The Sheriff's Office does not solicit for funds over the phone under any circumstances!
Criminals are now able to use false or “spoofed” numbers to make it appear that the call is coming from a Sheriff’s Office phone number, or from the Courts. The criminals will use names of officers currently employed by KCSO, or they will give you a false name.
If someone contacts you and tells you there’s a warrant out for your arrest because you missed jury duty or that you owe back taxes, please know that this is a scam! Discontinue the call and contact the King County Sheriff’s Office if you have any questions about the legitimacy of such a call. Government offices rarely call citizens to conduct business over the phone and will never demand or solicit any funds over the phone through cash cards.
The caller says that they are from the King County Sheriff’s Department (or from the Courts of King County) stating that because you missed jury duty there is a warrant for their arrest. Callers have also been known to say that they’re a Sheriff’s Deputy that has been working with the IRS or Social Security Office. They state that they are halting your social security payments until you verify personal information. This is a scam! These criminals are very professional sounding and may already have some personal details that trick you into believing them because they have information about you. Information such as your address and telephone number can be commonly found in general applications, resumes or other paperwork that criminals have gained access to. They will tell you to pay hundreds of dollars to avoid being arrested. They will use high pressure tactics to create a sense of urgency and get you panicked by the way they talk to you. Then, once they get you to agree to pay the money, they tell you to purchase a cash card (or have a card reloaded) from one of the well-known retail stores (Walmart, Target, etc.). The caller will have you call them back with the special pin number on the card (or keep you on the phone during the entire transaction while you purchase the card). Once they have the pin number, within seconds these funds have been transferred into their account and your money is gone.
They will then tell you to go to the King County Courthouse and sign up for jury duty and that King County will reimburse you with a cashier’s check for the amount you paid them. Again, this is a scam and the County will not reimburse you.
If you are a victim of this scam:
The King County Sheriff's Office has provided information about these calls to the King County Prosecuting Attorney's Office, and they are working with the Washington State Patrol (WSP). They are gathering cases to review for information/similarities on the Jury Scam topic. If you have been a victim of this scam, they have set up an email address you can email and report to them with as much information as you can. It is email@example.com. They also have a tip line you can call - 425-401-7741.
You may also file a complaint with the Federal Communications Commission at https://reportfraud.ftc.gov
If you received a false call and actually sent/confirmed funds and wish to file a complaint with the Federal Trade Commission you can do so at https://reportfraud.ftc.gov/#/form/main
For more information on the topic:
King County District Courts Link: https://kingcounty.gov/courts/district-court/Jury.aspx"

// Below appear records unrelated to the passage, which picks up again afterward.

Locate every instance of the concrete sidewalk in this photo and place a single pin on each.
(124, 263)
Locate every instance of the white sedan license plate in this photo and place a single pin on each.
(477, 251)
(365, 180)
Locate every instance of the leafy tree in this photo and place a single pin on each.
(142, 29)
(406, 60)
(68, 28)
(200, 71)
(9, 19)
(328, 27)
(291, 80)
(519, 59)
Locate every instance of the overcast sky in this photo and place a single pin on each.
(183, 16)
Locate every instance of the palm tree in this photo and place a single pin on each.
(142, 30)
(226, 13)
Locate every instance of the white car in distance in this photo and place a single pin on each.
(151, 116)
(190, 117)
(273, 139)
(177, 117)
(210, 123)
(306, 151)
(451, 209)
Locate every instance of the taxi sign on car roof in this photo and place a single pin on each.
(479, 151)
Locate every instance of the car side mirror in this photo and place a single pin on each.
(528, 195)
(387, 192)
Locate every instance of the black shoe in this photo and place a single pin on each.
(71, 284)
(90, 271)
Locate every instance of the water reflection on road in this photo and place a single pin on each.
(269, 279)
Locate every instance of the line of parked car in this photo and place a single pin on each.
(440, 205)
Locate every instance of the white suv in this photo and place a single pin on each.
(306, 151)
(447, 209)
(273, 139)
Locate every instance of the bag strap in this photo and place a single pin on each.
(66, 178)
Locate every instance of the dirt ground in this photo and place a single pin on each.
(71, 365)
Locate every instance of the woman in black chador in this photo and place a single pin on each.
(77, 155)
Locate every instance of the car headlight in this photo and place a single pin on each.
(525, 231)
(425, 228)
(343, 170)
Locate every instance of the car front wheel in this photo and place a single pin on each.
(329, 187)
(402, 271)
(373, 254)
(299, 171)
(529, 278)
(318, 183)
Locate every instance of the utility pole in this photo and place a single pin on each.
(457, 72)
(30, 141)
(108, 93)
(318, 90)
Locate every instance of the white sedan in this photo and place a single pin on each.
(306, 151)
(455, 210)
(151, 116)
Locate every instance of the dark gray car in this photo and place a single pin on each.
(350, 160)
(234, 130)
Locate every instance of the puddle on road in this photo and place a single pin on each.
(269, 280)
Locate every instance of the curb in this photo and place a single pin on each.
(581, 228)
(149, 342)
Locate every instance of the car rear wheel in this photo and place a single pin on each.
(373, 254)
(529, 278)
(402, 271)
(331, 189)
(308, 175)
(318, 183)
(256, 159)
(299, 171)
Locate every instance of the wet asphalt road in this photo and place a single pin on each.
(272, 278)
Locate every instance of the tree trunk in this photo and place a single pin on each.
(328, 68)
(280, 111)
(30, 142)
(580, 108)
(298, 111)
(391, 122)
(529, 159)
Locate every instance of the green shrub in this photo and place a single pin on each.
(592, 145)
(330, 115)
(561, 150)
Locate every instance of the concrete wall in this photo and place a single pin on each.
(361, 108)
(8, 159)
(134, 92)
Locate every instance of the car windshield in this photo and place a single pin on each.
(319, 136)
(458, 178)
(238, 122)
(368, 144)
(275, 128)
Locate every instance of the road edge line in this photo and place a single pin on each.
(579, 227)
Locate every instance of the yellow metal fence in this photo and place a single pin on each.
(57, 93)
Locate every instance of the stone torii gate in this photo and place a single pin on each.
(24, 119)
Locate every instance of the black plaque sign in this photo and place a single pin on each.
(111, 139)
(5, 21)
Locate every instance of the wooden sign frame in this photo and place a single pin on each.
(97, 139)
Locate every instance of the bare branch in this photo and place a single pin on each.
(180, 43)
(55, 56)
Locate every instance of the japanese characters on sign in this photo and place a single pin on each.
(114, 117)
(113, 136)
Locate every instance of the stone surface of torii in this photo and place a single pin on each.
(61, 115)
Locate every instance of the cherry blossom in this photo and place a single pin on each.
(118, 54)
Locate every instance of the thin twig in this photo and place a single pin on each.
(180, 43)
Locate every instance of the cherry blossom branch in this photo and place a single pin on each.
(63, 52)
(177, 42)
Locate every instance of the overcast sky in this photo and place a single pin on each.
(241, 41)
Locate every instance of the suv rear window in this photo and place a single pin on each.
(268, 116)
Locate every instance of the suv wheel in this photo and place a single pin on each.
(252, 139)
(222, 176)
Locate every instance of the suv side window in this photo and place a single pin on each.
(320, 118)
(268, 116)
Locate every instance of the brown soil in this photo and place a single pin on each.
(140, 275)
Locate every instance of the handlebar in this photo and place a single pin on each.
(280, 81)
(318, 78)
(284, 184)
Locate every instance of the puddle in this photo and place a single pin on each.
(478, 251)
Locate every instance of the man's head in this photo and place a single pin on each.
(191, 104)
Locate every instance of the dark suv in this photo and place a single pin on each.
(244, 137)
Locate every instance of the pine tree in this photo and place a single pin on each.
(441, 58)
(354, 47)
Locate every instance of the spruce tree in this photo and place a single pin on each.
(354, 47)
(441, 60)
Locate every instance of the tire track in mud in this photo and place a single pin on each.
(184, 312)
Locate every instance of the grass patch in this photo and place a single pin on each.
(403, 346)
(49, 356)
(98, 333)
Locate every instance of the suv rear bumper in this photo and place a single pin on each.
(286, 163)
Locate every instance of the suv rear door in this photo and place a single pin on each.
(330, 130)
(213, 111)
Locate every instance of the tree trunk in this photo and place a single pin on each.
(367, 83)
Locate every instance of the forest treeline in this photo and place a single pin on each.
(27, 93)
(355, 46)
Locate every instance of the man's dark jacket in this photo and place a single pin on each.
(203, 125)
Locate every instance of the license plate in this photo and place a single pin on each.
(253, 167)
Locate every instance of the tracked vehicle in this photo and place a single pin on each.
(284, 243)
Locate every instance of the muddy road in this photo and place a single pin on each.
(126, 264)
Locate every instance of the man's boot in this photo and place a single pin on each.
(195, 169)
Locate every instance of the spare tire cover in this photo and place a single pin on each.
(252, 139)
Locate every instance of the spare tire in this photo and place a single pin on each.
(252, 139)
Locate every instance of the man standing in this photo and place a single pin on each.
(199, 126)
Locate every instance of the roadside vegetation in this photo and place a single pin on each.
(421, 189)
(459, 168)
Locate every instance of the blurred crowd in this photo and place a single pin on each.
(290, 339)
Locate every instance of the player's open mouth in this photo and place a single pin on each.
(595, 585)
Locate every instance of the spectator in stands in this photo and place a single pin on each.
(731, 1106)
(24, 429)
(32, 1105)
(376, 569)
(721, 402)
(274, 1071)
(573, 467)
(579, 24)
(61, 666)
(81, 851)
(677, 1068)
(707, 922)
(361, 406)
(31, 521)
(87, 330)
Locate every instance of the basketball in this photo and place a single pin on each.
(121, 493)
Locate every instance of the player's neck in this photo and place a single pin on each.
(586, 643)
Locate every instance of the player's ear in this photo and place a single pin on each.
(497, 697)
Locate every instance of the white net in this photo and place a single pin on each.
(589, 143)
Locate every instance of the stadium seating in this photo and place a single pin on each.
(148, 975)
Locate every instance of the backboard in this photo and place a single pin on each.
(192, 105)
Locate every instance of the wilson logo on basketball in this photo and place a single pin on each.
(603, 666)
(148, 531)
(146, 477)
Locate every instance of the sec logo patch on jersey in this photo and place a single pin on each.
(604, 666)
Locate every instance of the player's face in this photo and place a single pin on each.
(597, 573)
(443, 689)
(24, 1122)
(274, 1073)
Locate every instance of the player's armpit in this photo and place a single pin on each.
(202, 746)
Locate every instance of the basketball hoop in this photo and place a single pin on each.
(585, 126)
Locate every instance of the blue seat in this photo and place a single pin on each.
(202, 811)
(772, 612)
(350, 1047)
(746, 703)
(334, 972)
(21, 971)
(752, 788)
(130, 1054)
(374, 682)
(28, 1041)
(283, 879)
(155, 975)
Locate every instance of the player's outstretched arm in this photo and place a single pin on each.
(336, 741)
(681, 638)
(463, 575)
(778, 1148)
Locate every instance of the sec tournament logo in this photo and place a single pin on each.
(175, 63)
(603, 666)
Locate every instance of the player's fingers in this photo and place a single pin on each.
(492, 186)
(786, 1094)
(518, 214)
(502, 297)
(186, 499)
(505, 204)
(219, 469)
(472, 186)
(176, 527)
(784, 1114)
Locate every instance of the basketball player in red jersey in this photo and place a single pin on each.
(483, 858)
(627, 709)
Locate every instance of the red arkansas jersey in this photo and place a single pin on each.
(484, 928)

Snopes Link: http://www.snopes.com/crime/fraud/juryduty.asp
If you are a victim of a scam:
The Federal Trade Commission has launched a new website designed to make it easier for people to report potential frauds to federal authorities and get quick advice on what to do. The new website at ReportFraud.ftc.gov has a feature that prompts those reporting a fraud to the "next steps" that will offer specific guidance based on the kind of scam reported.